Paul Stuart has a secret.
Tucked away behind the scenes on the third floor of its Madison Avenue flagship, 23 tailors quietly produce ultra-luxurious robes and sleepwear for men and women.
Up until now, the collection has been available only in Paul Stuart’s own stores, but on Monday, the company will begin selling it wholesale. Paul Stuart has taken a booth at the Curve New York lingerie and swim show at the Jacob K. Javits Convention Center and will bring its Made on Madison collection for men and women to a wider audience.
This is just one of the many moves made by Paulette Garafalo, who was brought in as chief executive officer in the middle of 2016. The men’s wear veteran has spearheaded a renovation project of the 60,000-square-foot flagship, updated silhouettes and hired Jarret Kerman, former vice president and commercial director for the Americas for Brooks Brothers, as senior vice president of strategic growth initiatives to oversee the wholesale launch.
Garafalo said that just before she joined, the company had quietly eliminated its robe and loungewear business. But she immediately rehired the tailors, headed by master robemaker Florinda Ahumada, and got back into the business that had established a loyal customer base over many decades.
“What do we do that nobody else does,” Garafalo asked. “We make robes, pajamas and loungewear in-house, and we’ve been selling a lot of them in our stores and on the web. We sell them so quickly, we can’t keep track.”
At Curve, women’s robes in bright patterns and colors will be the primary offering, but men’s products will be included as well. Most are made of silk, but cashmere, wool, linen and cotton will also be available.
They’re not cheap: the women’s robes average $595 retail, with cotton versions about $100 less and cashmere selling for $1,295 and up. Men’s robes are marginally more expensive.
Garafalo knows that the prices may put some stores off, but believes the robes are different enough to justify the price. They’re all made by hand and feature unique piping and trim. And because Paul Stuart is primarily a men’s wear retailer, it has expertise in tailored clothing manufacturing so the robes all have set-in sleeves. Additionally, products can be customized for each retailer.
Garafalo hopes that if the wholesale attempt is successful, it will help bolster the company’s business. She said sales in December were “terrible,” although November was up in the double-digits and January was strong. The renovation project did not produce the expected bump in business, nor did the company’s enhanced digital presence.
“In classic men’s and women’s wear at our price points, it’s a challenge,” she said. “But we’re not going to give up trying. We know it’s hard to break into the wholesale market but we’re going to cast a very wide net and see where the opportunities are.”

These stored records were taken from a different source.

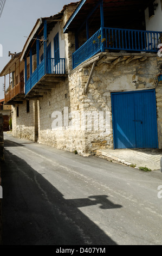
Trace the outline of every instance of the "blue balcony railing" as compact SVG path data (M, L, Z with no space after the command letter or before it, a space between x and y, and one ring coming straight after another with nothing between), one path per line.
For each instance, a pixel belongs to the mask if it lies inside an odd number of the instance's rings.
M101 29L97 31L73 54L73 68L76 66L101 50Z
M45 74L64 74L65 59L50 58L47 59L45 72L44 59L37 67L25 83L25 94L41 79Z
M73 54L73 67L103 50L157 52L161 42L162 32L104 28L101 33L100 29Z

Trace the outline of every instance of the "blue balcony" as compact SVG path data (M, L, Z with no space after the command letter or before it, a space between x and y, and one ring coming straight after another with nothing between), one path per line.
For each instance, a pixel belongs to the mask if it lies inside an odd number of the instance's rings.
M161 42L162 32L101 28L73 54L73 68L105 50L157 52Z
M54 58L47 58L46 65L44 59L31 75L25 83L25 95L37 84L41 83L48 75L50 76L51 81L55 82L56 77L64 76L65 75L65 59Z

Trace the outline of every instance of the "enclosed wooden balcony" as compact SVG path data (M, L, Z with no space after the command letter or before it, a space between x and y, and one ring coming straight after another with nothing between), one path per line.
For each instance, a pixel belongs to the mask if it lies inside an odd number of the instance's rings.
M19 83L12 88L9 87L8 92L5 94L5 103L8 105L22 103L24 96L24 84Z
M37 99L64 81L65 59L49 58L46 66L43 60L25 83L25 97Z

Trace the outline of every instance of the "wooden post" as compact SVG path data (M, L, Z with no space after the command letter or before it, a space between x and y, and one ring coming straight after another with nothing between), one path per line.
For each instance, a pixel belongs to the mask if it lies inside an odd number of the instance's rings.
M10 80L11 80L11 70L10 69L10 75L9 75L9 98L10 99Z
M16 63L15 63L14 96L16 95Z
M4 75L4 103L5 103L5 75Z
M20 84L20 59L18 60L18 83L19 83L19 85L18 85L18 92L19 92L19 93L21 93L21 84Z
M103 17L103 0L100 0L100 15L101 15L101 51L105 52L104 43L102 42L103 38L104 17Z
M46 57L47 57L47 21L44 21L44 75L46 73Z

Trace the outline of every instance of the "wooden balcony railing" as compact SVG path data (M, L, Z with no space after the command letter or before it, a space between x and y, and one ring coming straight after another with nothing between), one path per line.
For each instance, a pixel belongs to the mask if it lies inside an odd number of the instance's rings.
M73 54L73 69L99 52L108 50L157 52L162 32L101 28Z
M18 94L24 94L24 84L20 83L13 88L10 88L9 92L5 94L5 102L8 102Z
M63 75L65 74L65 59L48 58L46 59L45 72L44 60L43 60L25 83L25 94L36 84L44 75Z

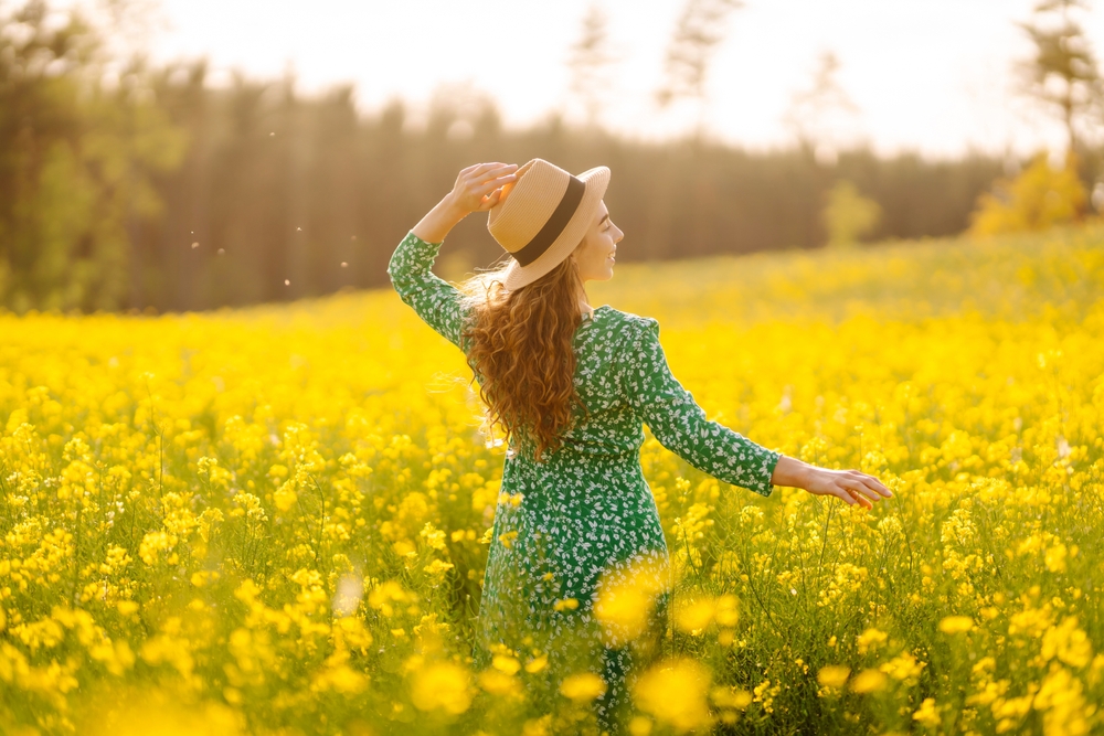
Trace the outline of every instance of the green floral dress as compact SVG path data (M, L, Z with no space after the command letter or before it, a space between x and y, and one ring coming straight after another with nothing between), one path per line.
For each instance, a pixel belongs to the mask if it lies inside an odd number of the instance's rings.
M388 273L402 300L464 350L460 294L431 271L439 248L411 233ZM762 495L779 455L705 419L671 375L656 320L599 307L581 320L574 349L587 414L541 462L508 450L479 619L485 651L543 649L569 669L601 659L601 716L624 695L634 654L609 625L603 633L594 622L595 596L634 566L668 559L640 468L643 425L699 470Z

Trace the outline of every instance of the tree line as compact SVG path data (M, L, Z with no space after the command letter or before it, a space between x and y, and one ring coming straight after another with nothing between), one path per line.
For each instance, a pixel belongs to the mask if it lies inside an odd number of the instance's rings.
M460 168L533 157L611 167L625 260L820 247L843 181L878 205L869 239L951 235L1004 170L981 154L863 148L826 160L804 139L766 152L701 131L644 142L558 116L512 130L491 100L456 90L413 121L402 102L359 113L351 87L214 86L203 62L134 62L113 77L87 24L50 22L32 1L0 12L0 305L192 310L382 286L395 245ZM456 278L500 255L473 216L440 270Z

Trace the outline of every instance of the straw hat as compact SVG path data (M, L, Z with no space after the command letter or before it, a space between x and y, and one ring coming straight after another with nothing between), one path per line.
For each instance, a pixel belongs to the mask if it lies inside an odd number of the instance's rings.
M591 226L609 184L609 169L596 167L572 177L543 159L518 169L490 209L487 230L512 256L503 286L532 284L571 255Z

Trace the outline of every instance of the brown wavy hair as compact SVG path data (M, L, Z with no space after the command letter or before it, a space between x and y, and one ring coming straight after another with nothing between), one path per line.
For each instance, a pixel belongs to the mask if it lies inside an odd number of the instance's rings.
M575 390L572 346L583 281L574 258L513 291L502 286L502 273L465 284L468 365L491 426L540 461L563 445L575 407L586 412Z

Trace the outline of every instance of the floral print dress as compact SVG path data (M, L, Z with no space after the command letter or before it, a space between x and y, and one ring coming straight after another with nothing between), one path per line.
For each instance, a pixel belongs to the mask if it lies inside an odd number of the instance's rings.
M402 300L464 350L460 294L431 271L439 248L411 233L388 273ZM479 619L485 651L543 649L569 669L599 658L601 716L624 695L633 653L625 637L594 623L595 598L634 566L668 559L640 468L643 425L696 468L762 495L779 455L705 419L671 375L656 320L598 307L581 319L574 350L587 413L543 461L507 454Z

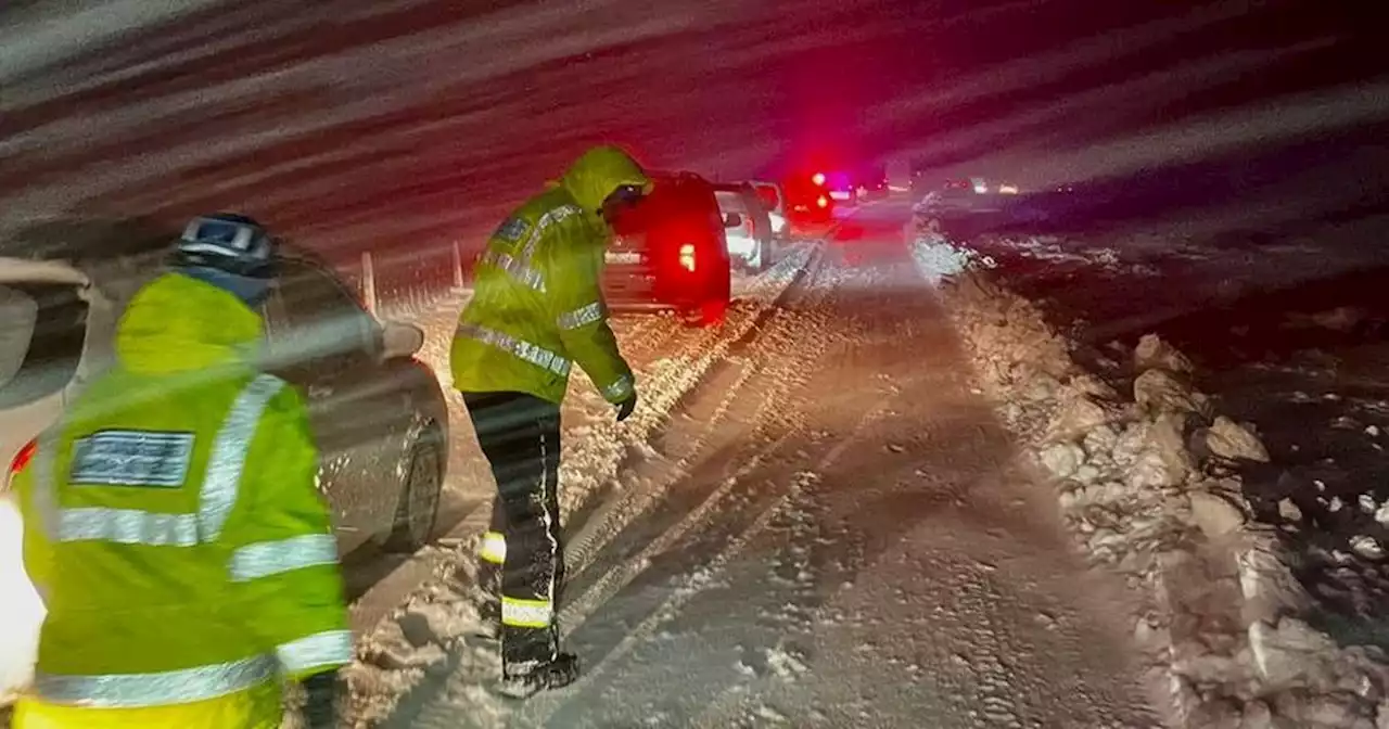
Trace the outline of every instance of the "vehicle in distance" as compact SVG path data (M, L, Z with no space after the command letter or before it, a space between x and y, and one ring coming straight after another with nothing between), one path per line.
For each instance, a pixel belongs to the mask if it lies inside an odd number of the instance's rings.
M728 257L746 272L771 265L772 222L757 189L747 182L715 183L714 197L724 214Z
M722 321L732 274L714 185L694 172L651 172L651 194L614 222L603 297L613 311L674 310Z
M767 208L767 217L772 222L772 239L778 243L790 240L790 224L786 218L786 193L782 190L782 186L760 179L751 181L751 185L753 190L757 192L757 199Z
M792 172L782 181L792 231L822 225L835 218L835 200L829 196L828 182L828 175L820 171Z

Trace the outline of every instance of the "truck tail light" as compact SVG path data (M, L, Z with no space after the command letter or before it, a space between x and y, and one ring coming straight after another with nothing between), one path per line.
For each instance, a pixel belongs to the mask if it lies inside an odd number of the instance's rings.
M29 465L29 461L33 461L33 454L38 451L39 451L39 442L31 440L25 443L22 449L19 449L19 453L14 454L14 460L10 461L10 471L6 472L6 479L4 479L6 487L10 486L10 480L14 479L15 474L24 471L25 467Z

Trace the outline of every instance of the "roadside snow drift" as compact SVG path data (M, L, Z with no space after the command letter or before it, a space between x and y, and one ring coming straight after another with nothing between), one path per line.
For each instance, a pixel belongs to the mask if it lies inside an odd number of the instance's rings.
M1135 637L1182 725L1389 726L1383 651L1338 647L1303 619L1308 603L1231 468L1268 453L1213 411L1190 361L1150 335L1120 393L983 271L992 261L917 226L918 265L935 267L924 272L943 282L979 385L1051 478L1076 544L1145 596Z
M24 525L8 496L0 497L0 704L33 676L39 626L44 610L24 572Z

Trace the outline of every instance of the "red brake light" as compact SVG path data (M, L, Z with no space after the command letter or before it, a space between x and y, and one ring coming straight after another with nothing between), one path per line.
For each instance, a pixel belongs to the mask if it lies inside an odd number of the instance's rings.
M28 467L29 462L33 461L33 454L38 453L38 450L39 450L38 440L31 440L25 443L24 447L19 449L19 453L14 454L14 460L10 461L10 471L7 474L6 480L8 480L8 478L14 478L14 475L18 474L19 471L24 471L25 467Z

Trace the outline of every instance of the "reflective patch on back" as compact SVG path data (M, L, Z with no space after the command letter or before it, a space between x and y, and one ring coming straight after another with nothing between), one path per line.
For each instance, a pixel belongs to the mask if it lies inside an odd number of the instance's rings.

She said Paul Stuart hopes to begin wholesaling its shoes in May and is also contemplating bringing its Phineas Cole younger-skewed men’s collection to other retailers. “But it’s a very crowded niche, and brick-and-mortar is severely challenged right now,” she said. “Things haven’t leveled out yet, so we’re not ready to leverage our resources to try to hit a moving target.”
Paul Stuart operates two stores in Chicago and one in Washington, D.C., in addition to its New York flagship. There are also more than 100 in-store Paul Stuart shops in Japan, as well as two flagships in Aoyama and Ginza in Tokyo.
Mitsui & Co., the company’s longtime Japanese licensee, purchased the business from the founding family at the end of 2012.